"Tahminimce Shikadai'nin takımı da buralarda, Sarada'nın fikri doğruysa."
Mitsuki bir şey demedi, diyemedi. Boğazında oluşan yumru konuşmasını imkansız kılmıştı. Ağzı bir anda kurumuştu, diliyle ne kadar ıslatmaya çalışsa da dili de kurumuştu. Boruto'nun anlattıklarının dehşeti bir yana, bunları anlatırken takındığı tavrın ağırlığı bir yana; anlattığı, tarif ettiği Mitsuki'nin kendisine oldukça tanıdık gelmesinin suçluluğu da apayrı bir yanaydı.

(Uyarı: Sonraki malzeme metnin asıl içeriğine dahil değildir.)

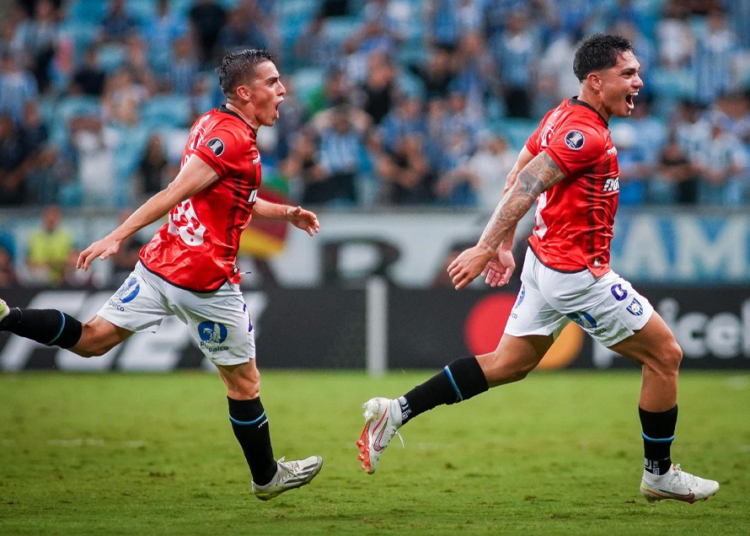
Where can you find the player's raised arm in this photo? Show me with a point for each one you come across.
(540, 174)
(297, 216)
(194, 176)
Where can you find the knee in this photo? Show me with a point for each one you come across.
(498, 369)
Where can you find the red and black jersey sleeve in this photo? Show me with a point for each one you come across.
(576, 148)
(227, 153)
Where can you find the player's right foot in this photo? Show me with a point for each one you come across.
(289, 475)
(4, 310)
(677, 485)
(382, 421)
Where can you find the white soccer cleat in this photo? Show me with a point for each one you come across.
(679, 486)
(382, 421)
(4, 309)
(289, 475)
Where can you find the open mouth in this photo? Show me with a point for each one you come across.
(629, 100)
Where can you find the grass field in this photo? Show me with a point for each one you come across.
(556, 454)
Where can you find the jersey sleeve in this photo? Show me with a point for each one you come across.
(576, 147)
(532, 144)
(227, 153)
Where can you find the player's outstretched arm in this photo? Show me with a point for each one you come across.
(194, 176)
(539, 175)
(297, 216)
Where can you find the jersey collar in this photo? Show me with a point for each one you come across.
(224, 110)
(575, 100)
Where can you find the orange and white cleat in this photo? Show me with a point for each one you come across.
(382, 421)
(677, 485)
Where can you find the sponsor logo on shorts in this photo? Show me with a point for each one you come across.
(575, 140)
(618, 292)
(521, 296)
(635, 308)
(128, 291)
(583, 319)
(216, 146)
(212, 334)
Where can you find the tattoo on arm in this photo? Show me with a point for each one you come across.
(541, 174)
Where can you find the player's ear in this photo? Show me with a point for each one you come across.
(243, 93)
(594, 80)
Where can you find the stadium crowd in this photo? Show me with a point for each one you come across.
(390, 102)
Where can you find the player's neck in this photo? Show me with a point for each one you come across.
(254, 124)
(595, 102)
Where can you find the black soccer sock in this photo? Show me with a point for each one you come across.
(658, 434)
(250, 427)
(460, 380)
(47, 326)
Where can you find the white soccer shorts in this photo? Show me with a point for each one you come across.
(219, 321)
(608, 308)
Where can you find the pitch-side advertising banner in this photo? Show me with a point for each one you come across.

Boruto'ya itiraz etmeyecekti Mitsuki. "Ben yapmadım." ya da "Öyle bir şey yapmam." gibilerinden polemiğe girmeyecekti. Çünkü Mitsuki'nin iradesini almış olsaydınız ya da doğduğundan beri bambaşka şeyler anlatılsaydı, daha doğrusu fikri değiştirilseydi, Mitsuki gerçekten de çekinmeden yapardı bunları. Aklının hep bir köşesinde sorgulamıştı; kararlarını, eylemlerini, bakış açısını... Ama yanında Boruto varken elbet bunları düşünmeye ihtiyaç duymamıştı! Hep Boruto'nun davranışlarını benimsemişti. Bu tamamen karşısına çıkan fırsatla ilgiliydi. Belli şeyler yaşanmadıkça, kimseyi iyi ya da kötü olarak adlandıramazdınız. Yani karar Mitsuki'ye bırakılsa ve temel düşünceler başka bir kaynaktan verilse, belki Mitsuki gerçekten de arkadaşlarına ihanet etmeyi seçerdi. Boruto gibi iyi niyetlilerden başka, dünya düzenini bozmayı amaç edinmiş bir başkasının düşünceleri, mesela.

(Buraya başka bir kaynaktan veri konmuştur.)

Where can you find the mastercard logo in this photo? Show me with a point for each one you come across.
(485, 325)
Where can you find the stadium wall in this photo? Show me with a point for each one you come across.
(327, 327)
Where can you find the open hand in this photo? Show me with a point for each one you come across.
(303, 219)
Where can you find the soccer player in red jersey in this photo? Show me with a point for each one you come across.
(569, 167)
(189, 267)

Mitsuki artık kendisine oldukça tanıdık olan aynı konumda oturuyordu yine. Güneş'inin evinin çatısındaydı, bu sefer Güneş'yle birlikte. Boruto da, kendisi gibi hemen yanına uzanmış evden yükselen hararetli konuşmaları dinliyordu.

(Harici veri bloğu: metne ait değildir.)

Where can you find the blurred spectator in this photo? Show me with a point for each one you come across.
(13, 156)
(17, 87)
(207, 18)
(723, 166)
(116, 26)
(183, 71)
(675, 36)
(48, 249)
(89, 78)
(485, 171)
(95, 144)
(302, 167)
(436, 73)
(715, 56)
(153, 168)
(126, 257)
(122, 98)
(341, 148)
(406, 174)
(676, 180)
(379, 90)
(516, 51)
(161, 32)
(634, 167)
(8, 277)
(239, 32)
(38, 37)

"Ne görevi bu?" diye sordu birden, hiçbir şey anlamamış olan sarışın.
"Bilmiyorum, çok takip edemedim." Burukça gülümsedi. "Aslında her gün yaşananları pür dikkat izliyordum ama gariptir ki, bir o kadar da bihaberim her şeyden."
"Yare yare..." İç çekti Boruto. "Sarada'ya göre, düşmanımızın stratejisi şu: Rakiplerinin asıl düşüncelerini pasifleştir ve hep beyninin bir köşesine yolladığı duygularını gün yüzüne çıkar. Aslında tekniği bu değil ama bunu yapabiliyor." Boruto bir saniye durakladı, hemen cümlesini düzeltti. "Duygularını değil, duygular hep kalıcıdır. Sadece insanların mantığıyla oynuyor. İradesi güçlü olan için bundan kurtulmak zor değil. Ayrıca, bedenimizden ayrılan irademiz veya düşüncelerimiz -ya da adı artık her neyse- buraya yollanıyor," iki kolunu da gökyüzüne kaldırıp yanlarına doğru genişçe kavis çizdi. "bu ne olduğu belirsiz dünyaya."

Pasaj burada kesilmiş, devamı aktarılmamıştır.